To: J3                                                     J3/19-174
From: Van Snyder
Subject: Rank-agnostic array element and section denotation
Date: 2019-July-05
References: 18-247 19-110r1 19-150 19-170 19-173

Background
==========

19-150 was a successor to 19-110r1, which proposed rank-agnostic syntax
to declare arrays and reference their elements or sections.  It did not
address rank-agnostic array declaration; that is the subject of 19-173.

19-150 unnecessarily restricted the functionality proposed in 19-110r1,
and extended the syntax proposed in 19-110r1 in an unnecessary direction.

19-150 claims that new syntax is necessary to avoid a syntax ambiguity.

19-110r1 proposed to allow an array A of rank k to have a single
subscript B of rank n with shape [ k, e1, e2, ..., en ].  Then
RANK(A(B)) = RANK(B) - 1, and SHAPE(A(B)) = [ e1, e2, ..., en ].
This is clearly useful, as illustrated in 19-110r1.

19-150 proposes that RANK(B) == 1 only, i.e., RANK(B) > 1 is prohibited.

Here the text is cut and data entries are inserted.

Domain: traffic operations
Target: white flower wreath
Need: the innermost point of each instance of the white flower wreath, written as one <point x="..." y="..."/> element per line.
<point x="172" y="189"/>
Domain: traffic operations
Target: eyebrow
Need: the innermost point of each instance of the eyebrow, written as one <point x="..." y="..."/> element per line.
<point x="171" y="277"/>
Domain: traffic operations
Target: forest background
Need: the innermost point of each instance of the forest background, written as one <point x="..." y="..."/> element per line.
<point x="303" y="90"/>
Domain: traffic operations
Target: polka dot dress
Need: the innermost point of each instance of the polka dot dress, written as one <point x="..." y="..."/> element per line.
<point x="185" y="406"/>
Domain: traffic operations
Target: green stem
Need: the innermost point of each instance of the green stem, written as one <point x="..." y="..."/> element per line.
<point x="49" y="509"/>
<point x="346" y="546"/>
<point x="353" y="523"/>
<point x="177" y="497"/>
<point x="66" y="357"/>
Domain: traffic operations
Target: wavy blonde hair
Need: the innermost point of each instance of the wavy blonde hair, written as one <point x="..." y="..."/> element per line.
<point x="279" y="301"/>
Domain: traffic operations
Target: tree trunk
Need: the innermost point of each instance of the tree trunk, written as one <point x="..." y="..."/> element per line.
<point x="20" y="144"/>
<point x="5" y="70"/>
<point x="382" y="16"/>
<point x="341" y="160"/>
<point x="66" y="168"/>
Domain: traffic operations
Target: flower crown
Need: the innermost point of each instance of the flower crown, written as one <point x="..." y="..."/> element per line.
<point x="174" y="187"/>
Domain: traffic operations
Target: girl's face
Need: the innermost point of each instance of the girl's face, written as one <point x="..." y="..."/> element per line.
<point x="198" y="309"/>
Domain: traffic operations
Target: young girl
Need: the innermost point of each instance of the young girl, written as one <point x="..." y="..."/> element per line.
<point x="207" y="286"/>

In A(B), if RANK(A) == 1 and SIZE(B) == 1 then A(B) is currently
interpreted as a vector-subscripted array reference, in which
RANK(A(B)) = 1, not zero, and SHAPE(A(B)) == [1].

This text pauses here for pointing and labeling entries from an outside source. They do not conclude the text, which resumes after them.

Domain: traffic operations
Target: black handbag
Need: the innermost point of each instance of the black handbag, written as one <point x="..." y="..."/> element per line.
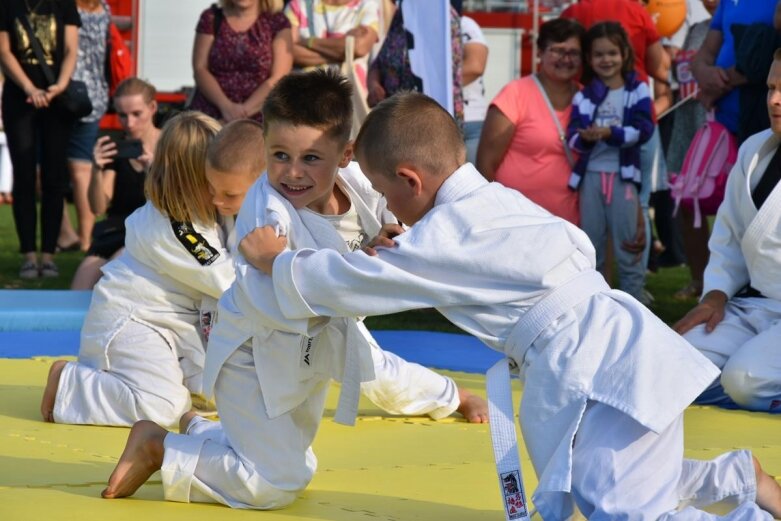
<point x="74" y="100"/>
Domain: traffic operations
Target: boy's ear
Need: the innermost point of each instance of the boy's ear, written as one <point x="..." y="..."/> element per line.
<point x="347" y="154"/>
<point x="411" y="178"/>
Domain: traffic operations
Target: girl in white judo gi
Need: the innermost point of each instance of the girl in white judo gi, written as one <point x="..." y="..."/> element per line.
<point x="270" y="375"/>
<point x="605" y="381"/>
<point x="141" y="352"/>
<point x="737" y="324"/>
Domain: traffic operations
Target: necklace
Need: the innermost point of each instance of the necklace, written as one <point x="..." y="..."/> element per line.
<point x="34" y="8"/>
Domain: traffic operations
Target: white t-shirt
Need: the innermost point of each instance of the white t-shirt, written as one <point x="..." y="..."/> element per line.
<point x="604" y="158"/>
<point x="348" y="225"/>
<point x="475" y="104"/>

So as not to conflict with the existing specification for a vector
subscripts, if RANK(A) == 1, RANK(B) == 1, and A(B) is a rank-agnostic
subscript, the result of A(B) would necessarily be defined to be one
instead of zero.

In A(B), the case with RANK(A) == 1, RANK(B) == 1, and SIZE(B) == 1 is
a degenerate case of the proposal in 19-110r1, wherein it was proposed
that RANK(A(B)) == RANK(B) - 1.  I.e., in the case RANK(B) = 1, A(B) is
a scalar, not an array of shape [1].

Although potentially confusing, the irregularity of defining
RANK(A(B)) == 1 rather than zero if with RANK(A) == 1, RANK(B) == 1, and
SIZE(B) == 1, is preferable to requiring A@(B), as proposed in 19-150 to
indicate that in this special case the result is a scalar.

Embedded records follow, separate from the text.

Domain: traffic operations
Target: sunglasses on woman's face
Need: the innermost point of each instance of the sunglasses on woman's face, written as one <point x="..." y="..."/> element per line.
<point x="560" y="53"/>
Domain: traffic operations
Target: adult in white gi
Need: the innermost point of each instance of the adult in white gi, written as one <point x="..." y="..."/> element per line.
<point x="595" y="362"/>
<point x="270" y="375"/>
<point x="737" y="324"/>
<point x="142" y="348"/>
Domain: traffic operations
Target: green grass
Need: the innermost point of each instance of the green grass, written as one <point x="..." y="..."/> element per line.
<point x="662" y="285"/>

Requiring A@(B) for RANK(A) > 1 or RANK(B) > 1 is undesirable because
the syntax is different from a function reference.  If, later in the
lifetime of a program, it becomes necessary to replace the array A with
an abstraction realized by procedures, changes to the syntax of
reference would be necessary, unless it is allowed to reference a
function  (and updater -- see 19-170) using A@(B), wherein "@" has no
effect.

Instead, A@(B) should be optional.  In the case when RANK(A) == 1,
RANK(B) == 1, SIZE(B) == 1, and SIZE(B) is a constant expression, it
indicates the result is to be a scalar.  That is,

  RANK(A(B)) == RANK(B)-1 if RANK(B) > 1
  RANK(A(B)) == 1 if RANK(A) == 1 and RANK(B) == 1

  RANK(A@(B)) == RANK(B)-1 if RANK(B) > 1
  RANK(A@(B)) == 0 if RANK(B) == 1, SIZE(B) == 1, and SIZE(B) is a
                 constant expression
  RANK(A@(B)) == 1 if RANK(B) == 1, and SIZE(B) > 1 or SIZE(B) is not a
                 constant expression

19-150 proposed to allow more than one rank-agnostic subscript, e.g.

  A @( V1, ::2, V2 )

in which V1 and V2 are rank-one subscripts whose extents are constant,
such that SIZE(V1)+SIZE(V2)+1 == RANK(A).  If RANK(A) == 3 and the
shapes of V1 and V2 are both [1], without the additional syntax, the
rank and shape of the result is ambiguous.  If A( V1, ::2, V2 ) is
interpreted to have vector subscripts, the result is a rank-3 array,
with shape [1, n, 1] where n = ( SIZE(A, SIZE(V1,1)+1 ) + 1 ) / 2.

If A( V1, ::2, V2 ) is interpreted to have rank-agnostic subscripts, the
result would be considered to be a rank-one array whose shape is [n].

The ambiguity could again be resolved using A@( V1, ::2, V2 ) to
indicate a rank-one result.

Th syntax A @( V1, ::2, V2 ) is, however, not necessary, as it is
equivalent to allowing A(V) where RANK(V) > 1, and

  V = reshape( [ ( V1, i, V2 , i = 1, size(A,size(V1,1)+1), 2 ) ], &
             & [ rank(A), ( size(A,size(V1,1)+1) + 1 )/2 ] )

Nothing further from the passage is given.